Sur le plan personnel
ce sujet représente une première voie vers la recherche et l’approfondissement des notions
liées à l’inflation et à la croissance économique. Il offre à l’auteur l’opportunité de renforcer ses
compétences en analyse macroéconomique et en économétrie, tout en développant une
capacité d’analyse critique. En outre, ce travail permet à l’auteur de se familiariser avec les
méthodes d’investigation scientifique et de contribuer de manière significative au débat
économique national, en formulant des recommandations pertinentes susceptibles d’éclairer
les décisions des autorités publiques.
0.6. DÉLIMITATION DU SUJET
La présente étude se limite à l’analyse de l’impact de l’inflation sur la croissance économique en
République Démocratique du Congo sur la période 2000–2023. Elle porte sur l’économie
congolaise dans son ensemble, sans distinction provinciale, afin d’apprécier la relation au
niveau macroéconomique. Sur le plan conceptuel, l’étude se concentre sur l’effet du taux
d’inflation sur le taux de croissance du PIB réel, en intégrant quelques variables
macroéconomiques de contrôle. Elle n’aborde pas les déterminants structurels de la croissance
(gouvernance, productivité sectorielle, etc.) ni les effets sociaux de l’inflation, car l’objectif
principal est de mesurer l’impact de l’inflation sur la croissance.

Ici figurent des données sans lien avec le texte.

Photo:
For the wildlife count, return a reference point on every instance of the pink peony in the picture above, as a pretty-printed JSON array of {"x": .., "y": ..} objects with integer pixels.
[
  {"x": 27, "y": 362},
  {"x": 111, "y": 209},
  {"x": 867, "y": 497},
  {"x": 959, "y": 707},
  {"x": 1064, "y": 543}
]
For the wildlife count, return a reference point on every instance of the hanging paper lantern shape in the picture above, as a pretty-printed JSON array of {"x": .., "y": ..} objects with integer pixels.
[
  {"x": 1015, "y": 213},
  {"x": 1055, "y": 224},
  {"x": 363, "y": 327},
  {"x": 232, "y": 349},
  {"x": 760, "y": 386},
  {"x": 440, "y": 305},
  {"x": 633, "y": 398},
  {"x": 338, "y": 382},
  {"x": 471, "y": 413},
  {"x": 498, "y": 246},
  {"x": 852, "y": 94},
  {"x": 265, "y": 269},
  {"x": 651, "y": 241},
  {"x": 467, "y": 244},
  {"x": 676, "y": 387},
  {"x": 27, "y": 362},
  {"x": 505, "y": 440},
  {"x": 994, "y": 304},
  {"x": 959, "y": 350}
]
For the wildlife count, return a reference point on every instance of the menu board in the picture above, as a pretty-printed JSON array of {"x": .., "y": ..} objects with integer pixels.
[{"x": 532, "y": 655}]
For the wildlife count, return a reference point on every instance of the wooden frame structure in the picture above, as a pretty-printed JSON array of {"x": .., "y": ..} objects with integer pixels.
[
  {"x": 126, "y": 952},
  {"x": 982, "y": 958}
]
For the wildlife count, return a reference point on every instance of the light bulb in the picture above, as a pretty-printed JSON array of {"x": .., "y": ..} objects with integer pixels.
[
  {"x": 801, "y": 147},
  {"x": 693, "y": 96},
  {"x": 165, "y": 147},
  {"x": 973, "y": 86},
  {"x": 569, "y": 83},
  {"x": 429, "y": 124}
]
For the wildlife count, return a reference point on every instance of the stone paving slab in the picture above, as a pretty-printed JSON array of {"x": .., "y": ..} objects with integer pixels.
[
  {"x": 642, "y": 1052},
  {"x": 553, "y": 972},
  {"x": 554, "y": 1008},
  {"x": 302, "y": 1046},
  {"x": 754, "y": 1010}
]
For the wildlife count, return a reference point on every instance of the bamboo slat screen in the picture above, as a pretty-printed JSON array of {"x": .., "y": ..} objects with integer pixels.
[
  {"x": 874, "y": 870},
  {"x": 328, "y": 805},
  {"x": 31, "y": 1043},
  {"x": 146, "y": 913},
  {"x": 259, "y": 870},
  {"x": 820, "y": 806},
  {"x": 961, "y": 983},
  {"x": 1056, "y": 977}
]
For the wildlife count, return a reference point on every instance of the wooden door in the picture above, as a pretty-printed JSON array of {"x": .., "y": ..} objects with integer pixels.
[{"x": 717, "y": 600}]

L’analyse repose sur les données macroéconomiques disponibles pour la période 2000–2023.
0.7. MÉTHODOLOGIE DU TRAVAIL
Cette étude adopte une approche quantitative, basée sur des données macroéconomiques de
la République Démocratique du Congo couvrant la période 2000–2023. Les données utilisées
proviennent des sources officielles et reconnues, notamment la Banque Centrale du Congo
(BCC), la Banque mondiale et les publications statistiques nationales. L’analyse porte
principalement sur le taux d’inflation et le taux de croissance du PIB réel, tout en intégrant des
variables de contrôle telles que l’investissement, le taux de change, la consommation et la
politique budgétaire.
Sur le plan méthodologique, l’étude utilise des techniques économétriques adaptées à l’analyse
des séries temporelles. Après une phase descriptive consistant à examiner les tendances et les
variations des variables, l’analyse économétrique repose sur un modèle de régression pour
estimer l’impact de l’inflation sur la croissance économique. Le choix du modèle est justifié par
la nécessité de tester la relation de long terme entre inflation et croissance et de contrôler les
effets d’autres variables macroéconomiques. Les résultats obtenus sont interprétés en tenant
compte des tests de validation (tests de stationnarité, tests de co-intégration et tests de
robustesse), afin de garantir la fiabilité des estimations.
0.8. SUDVISION DU TRAVAIL
Hormis l’introduction et la conclusion, le présent travail est structuré en trois chapitres.
Le premier chapitre porte sur les fondements théoriques de l’inflation et de la
croissance économique.
Le deuxième chapitre est consacré à la revue de la littérature empirique.
Le troisième chapitre traite de l’analyse de la situation économique de la RDC, de
l’approche méthodologique et de l’interprétation des résultats.